SOMERY, John, of Worcester.

Published in The History of Parliament: the House of Commons 1386-1421, ed. J.S. Roskell, L. Clark, C. Rawcliffe., 1993
Available from Boydell and Brewer

Constituency

Dates

Sept. 1388

Family and Education

Offices Held

Biography

By 1369 Somery was in possession of property in the High Street, Worcester, but nothing more is recorded of him before April 1377, when he purchased a royal pardon (for reasons unknown). At the city elections of October 1383 he found mainprise for the appearance in Parliament of the two representatives.

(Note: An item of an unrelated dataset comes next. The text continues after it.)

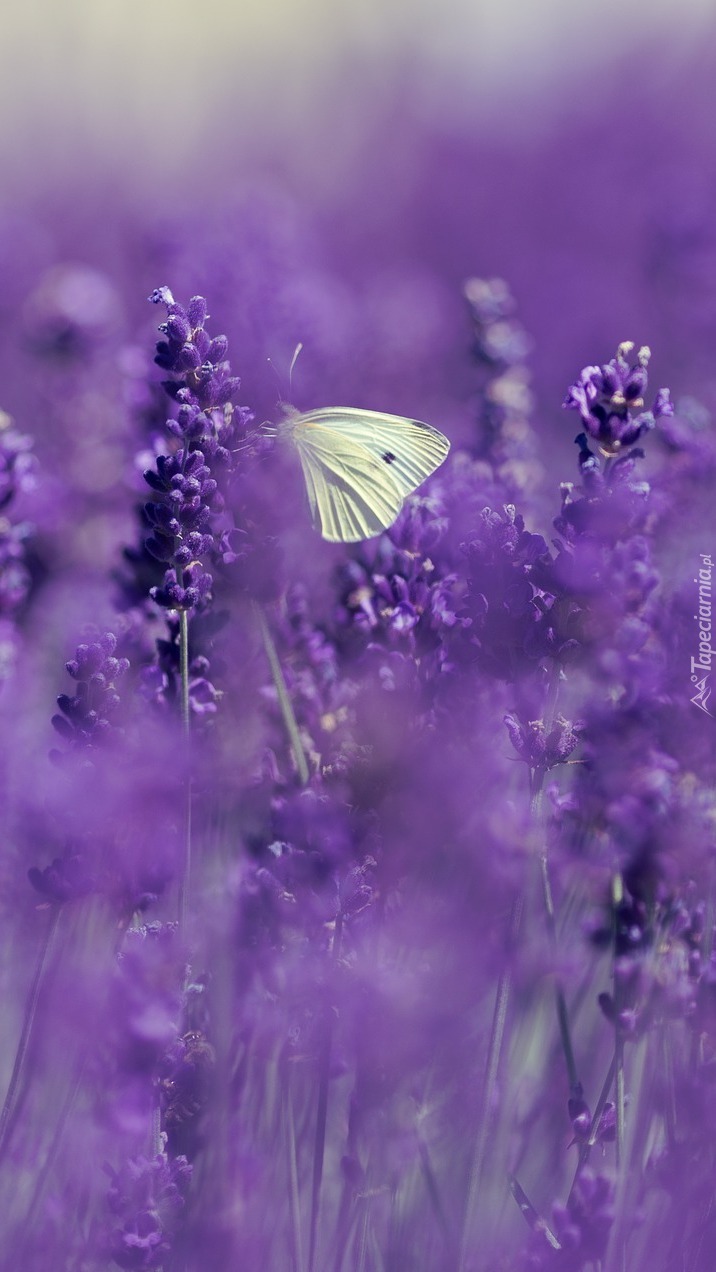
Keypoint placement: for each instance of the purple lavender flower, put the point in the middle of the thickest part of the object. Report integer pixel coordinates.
(611, 401)
(88, 716)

Apparently, he lent his active support to the Lords Appellant when they took up arms in the winter of 1387-8, and following the condemnation for treason of Sir John Beauchamp† of Holt in the Merciless Parliament he secured from their government a lease at the Exchequer of a garden near the Foregate, Worcester, comprising part of the forfeited Beauchamp estates. He accounted for the issues from May 1388 to April the following year, in the course of which period he was elected to the second Parliament of 1388, which met at Cambridge. Described as a saddler, in October 1398 he secured another pardon, doubtless being mindful of his earlier adherence to the King’s enemies, who had now themselves been judged for treason.

Worcester Chs. (Worcs. Hist. Soc. 1909), 167; C67/28B m. 9, 31 m. 12; C219/8/9; E364/24 m. F.